Advertisement
Pesisir Barat (Pikiran Lampung) - Penyelidikan polisi pada kasus pembunuhan kakak adik di Pekon Batu Raja, Kecamatan Pesisir Utara, Kabupaten Pesisir Barat akhirnya membuahkan hasil.
Selama 4 bulan lebih melakukan penyelidikan akhirnya pelaku tertangkap. Pelaku diketahui berinisial ES (19), yang bersangkutan diamankan tanpa perlawanan di kediamannya pada Jumat (12/9/2025) siang.
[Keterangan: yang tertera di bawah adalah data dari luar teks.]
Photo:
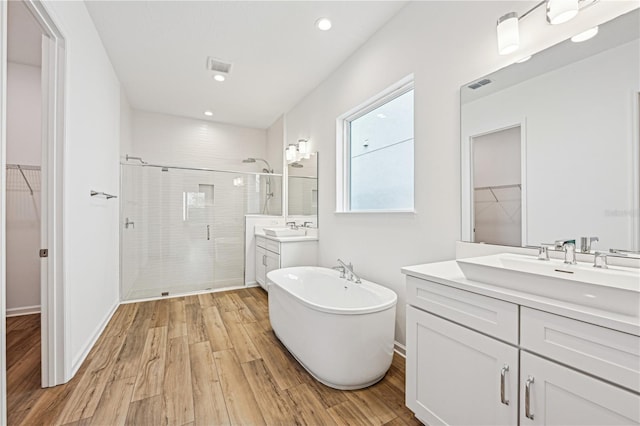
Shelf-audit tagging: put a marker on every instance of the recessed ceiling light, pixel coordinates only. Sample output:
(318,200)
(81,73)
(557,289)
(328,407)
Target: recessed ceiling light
(585,35)
(323,24)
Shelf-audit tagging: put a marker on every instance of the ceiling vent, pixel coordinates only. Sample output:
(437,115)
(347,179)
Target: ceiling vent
(216,65)
(479,84)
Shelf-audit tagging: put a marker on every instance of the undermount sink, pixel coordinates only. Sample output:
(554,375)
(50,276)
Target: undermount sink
(285,232)
(616,289)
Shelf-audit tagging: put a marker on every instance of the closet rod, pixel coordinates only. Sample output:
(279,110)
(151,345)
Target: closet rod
(515,185)
(20,169)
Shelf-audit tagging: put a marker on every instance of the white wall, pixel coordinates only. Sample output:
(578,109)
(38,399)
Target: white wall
(575,172)
(177,141)
(92,148)
(23,114)
(445,45)
(275,144)
(23,209)
(126,125)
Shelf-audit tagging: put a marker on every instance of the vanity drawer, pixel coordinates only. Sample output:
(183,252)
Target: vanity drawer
(606,353)
(487,315)
(273,246)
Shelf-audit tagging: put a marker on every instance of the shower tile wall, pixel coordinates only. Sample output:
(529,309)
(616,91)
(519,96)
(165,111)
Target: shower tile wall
(188,231)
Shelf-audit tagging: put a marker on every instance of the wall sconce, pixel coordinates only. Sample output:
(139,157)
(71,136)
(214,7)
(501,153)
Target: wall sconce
(297,151)
(558,12)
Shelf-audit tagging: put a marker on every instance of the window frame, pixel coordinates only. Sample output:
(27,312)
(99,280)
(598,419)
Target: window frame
(343,148)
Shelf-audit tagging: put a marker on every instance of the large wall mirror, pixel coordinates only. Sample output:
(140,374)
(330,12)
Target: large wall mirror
(302,188)
(550,146)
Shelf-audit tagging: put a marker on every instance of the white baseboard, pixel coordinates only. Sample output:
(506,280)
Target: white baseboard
(26,310)
(77,362)
(188,293)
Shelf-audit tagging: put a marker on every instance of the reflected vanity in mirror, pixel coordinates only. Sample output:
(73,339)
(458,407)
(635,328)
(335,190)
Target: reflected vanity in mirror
(550,146)
(302,189)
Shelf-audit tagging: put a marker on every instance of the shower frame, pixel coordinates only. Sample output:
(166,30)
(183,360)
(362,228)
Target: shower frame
(144,164)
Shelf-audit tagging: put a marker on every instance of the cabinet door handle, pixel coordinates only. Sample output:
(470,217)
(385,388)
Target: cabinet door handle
(527,398)
(503,373)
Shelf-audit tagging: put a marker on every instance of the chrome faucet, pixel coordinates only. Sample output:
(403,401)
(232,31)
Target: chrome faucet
(543,252)
(569,247)
(600,260)
(349,268)
(342,269)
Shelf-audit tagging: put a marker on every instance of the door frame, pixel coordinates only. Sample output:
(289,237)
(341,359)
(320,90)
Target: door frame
(55,337)
(466,172)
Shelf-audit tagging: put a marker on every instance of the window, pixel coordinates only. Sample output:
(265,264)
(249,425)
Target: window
(378,155)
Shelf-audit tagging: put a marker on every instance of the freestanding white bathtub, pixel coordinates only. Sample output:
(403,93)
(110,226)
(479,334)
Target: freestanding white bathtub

Kabid Humas Polda Lampung, Kombes Pol Yuni Iswandari, membenarkan penangkapan tersebut. “Benar, alhamdulillah pelaku sudah berhasil diamankan dan saat ini masih dalam proses pemeriksaan di Mapolres Pesisir Barat,” ujarnya.
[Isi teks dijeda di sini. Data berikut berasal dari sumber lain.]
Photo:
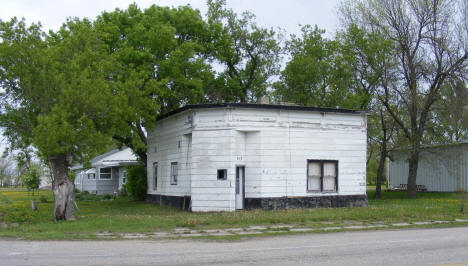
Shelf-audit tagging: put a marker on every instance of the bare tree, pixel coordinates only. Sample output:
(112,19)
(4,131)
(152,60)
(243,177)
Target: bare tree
(430,47)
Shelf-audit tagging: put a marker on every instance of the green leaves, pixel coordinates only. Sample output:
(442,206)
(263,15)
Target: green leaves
(249,56)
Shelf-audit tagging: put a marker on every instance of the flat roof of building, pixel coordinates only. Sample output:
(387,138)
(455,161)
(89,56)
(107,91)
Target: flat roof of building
(261,106)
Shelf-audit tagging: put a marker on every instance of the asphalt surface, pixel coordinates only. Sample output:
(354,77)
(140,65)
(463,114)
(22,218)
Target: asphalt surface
(390,247)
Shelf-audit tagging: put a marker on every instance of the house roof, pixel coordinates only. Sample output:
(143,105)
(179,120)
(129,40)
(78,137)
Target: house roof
(111,158)
(431,146)
(260,106)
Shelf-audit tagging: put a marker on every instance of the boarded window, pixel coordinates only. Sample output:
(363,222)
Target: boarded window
(322,175)
(329,176)
(124,177)
(222,174)
(314,176)
(155,176)
(174,173)
(105,173)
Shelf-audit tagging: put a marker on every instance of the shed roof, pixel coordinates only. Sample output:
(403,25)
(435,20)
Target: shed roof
(260,106)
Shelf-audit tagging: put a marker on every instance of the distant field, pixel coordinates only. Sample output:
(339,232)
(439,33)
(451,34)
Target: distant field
(125,216)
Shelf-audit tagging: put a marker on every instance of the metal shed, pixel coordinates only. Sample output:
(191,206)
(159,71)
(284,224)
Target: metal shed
(441,168)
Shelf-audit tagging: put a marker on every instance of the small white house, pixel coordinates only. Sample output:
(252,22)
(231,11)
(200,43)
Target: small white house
(223,157)
(107,172)
(441,168)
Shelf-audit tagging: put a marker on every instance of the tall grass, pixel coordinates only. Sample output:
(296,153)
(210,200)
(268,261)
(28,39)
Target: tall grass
(123,215)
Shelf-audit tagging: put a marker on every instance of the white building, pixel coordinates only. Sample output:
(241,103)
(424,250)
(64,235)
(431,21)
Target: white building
(223,157)
(441,168)
(107,172)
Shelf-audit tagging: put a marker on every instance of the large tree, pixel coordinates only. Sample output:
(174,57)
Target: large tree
(430,46)
(246,56)
(160,61)
(315,75)
(56,97)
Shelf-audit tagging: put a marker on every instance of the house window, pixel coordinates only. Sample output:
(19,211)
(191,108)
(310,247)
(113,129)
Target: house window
(322,176)
(174,170)
(222,174)
(105,173)
(155,176)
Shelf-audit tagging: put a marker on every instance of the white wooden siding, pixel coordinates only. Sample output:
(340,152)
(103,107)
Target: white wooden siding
(273,145)
(163,148)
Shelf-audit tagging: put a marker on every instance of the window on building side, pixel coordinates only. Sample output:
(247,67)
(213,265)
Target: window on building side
(174,170)
(322,176)
(222,174)
(155,176)
(105,173)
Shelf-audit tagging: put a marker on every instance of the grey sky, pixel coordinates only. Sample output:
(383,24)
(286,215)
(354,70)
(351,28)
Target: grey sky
(286,14)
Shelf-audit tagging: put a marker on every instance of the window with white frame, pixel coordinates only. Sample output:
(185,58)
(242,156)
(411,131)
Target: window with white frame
(222,174)
(174,173)
(155,176)
(124,177)
(322,176)
(105,173)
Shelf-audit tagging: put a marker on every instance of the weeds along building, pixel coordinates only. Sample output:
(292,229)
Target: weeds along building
(225,157)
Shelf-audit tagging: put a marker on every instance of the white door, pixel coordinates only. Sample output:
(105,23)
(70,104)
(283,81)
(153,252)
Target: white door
(240,178)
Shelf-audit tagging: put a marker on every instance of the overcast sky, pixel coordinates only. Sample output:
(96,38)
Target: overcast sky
(286,14)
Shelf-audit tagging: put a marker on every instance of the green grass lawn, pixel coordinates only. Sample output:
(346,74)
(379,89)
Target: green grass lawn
(125,216)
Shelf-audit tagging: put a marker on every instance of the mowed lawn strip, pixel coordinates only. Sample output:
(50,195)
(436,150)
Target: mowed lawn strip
(122,215)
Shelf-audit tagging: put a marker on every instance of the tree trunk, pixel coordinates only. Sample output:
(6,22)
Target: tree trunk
(62,187)
(413,171)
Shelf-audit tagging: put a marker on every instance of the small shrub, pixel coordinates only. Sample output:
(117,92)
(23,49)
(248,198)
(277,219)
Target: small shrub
(43,199)
(136,182)
(123,192)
Kombes Yuni menambahkan, penyidik saat ini masih melakukan pendalaman terkait motif dan kronologis kejadian. “Mohon bersabar, informasi lebih lanjut akan kami sampaikan setelah pemeriksaan selesai dilakukan,” tutupnya.
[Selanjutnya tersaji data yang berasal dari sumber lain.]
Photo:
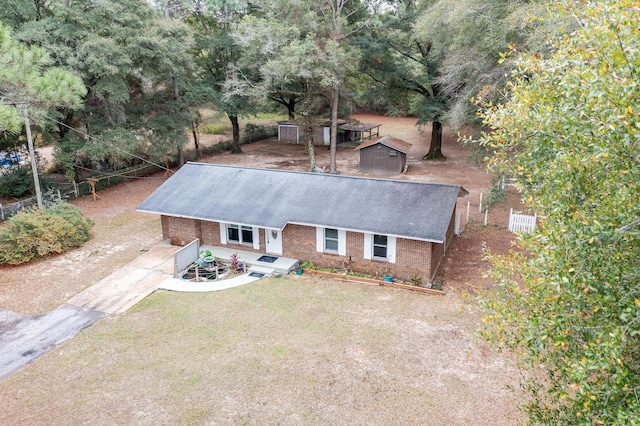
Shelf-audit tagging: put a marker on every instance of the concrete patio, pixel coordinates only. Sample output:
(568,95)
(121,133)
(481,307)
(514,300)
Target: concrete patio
(281,265)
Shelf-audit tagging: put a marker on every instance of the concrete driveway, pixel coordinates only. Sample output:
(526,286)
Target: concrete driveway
(24,338)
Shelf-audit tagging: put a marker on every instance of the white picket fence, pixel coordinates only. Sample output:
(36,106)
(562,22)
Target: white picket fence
(521,222)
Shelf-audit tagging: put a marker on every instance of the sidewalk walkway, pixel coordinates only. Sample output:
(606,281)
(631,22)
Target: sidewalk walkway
(118,292)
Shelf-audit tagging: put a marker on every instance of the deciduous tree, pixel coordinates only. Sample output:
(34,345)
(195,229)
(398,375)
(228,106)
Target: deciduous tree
(568,303)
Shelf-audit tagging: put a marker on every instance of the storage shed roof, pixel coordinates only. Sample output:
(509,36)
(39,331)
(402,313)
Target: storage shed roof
(390,141)
(272,198)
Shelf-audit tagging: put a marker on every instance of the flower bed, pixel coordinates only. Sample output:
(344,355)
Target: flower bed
(360,279)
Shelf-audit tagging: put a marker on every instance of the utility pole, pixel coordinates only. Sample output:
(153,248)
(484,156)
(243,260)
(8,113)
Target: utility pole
(32,154)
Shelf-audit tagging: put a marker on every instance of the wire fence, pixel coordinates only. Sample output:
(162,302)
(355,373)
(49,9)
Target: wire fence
(69,190)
Sebagai informasi, kasus ini bermula pada Rabu (14/5/2025) malam, saat warga menemukan dua korban kakak beradik masing-masing AT (8) dan KK (4), dalam kondisi meninggal dunia di area perkebunan. Kedua korban ditemukan dalam posisi berpelukan dengan luka parah akibat senjata tajam.
Polres Pesisir Barat bersama jajaran Polda Lampung terus melakukan langkah-langkah penyidikan guna mengungkap secara tuntas motif serta latar belakang peristiwa tragis tersebut.
Kasus ini bermula ketika warga Pekon Batu Raja, Kecamatan Pesisir Utara, digemparkan oleh penemuan dua jasad anak pada Rabu malam 14 Mei 2025 sekitar pukul 22.30 WIB.
Korban adalah Arjun Tauladan (8) dan adiknya, Kholifah Khourunnisa (4). Sebelumnya, kedua bocah tersebut berpamitan kepada ibunya, Fenti Ana Sari, untuk bermain di sekitar rumah. Namun hingga sore hari, mereka tidak kunjung pulang. Ayah korban, Firmansyah, kemudian melaporkan hilangnya anak-anaknya kepada aparat pekon.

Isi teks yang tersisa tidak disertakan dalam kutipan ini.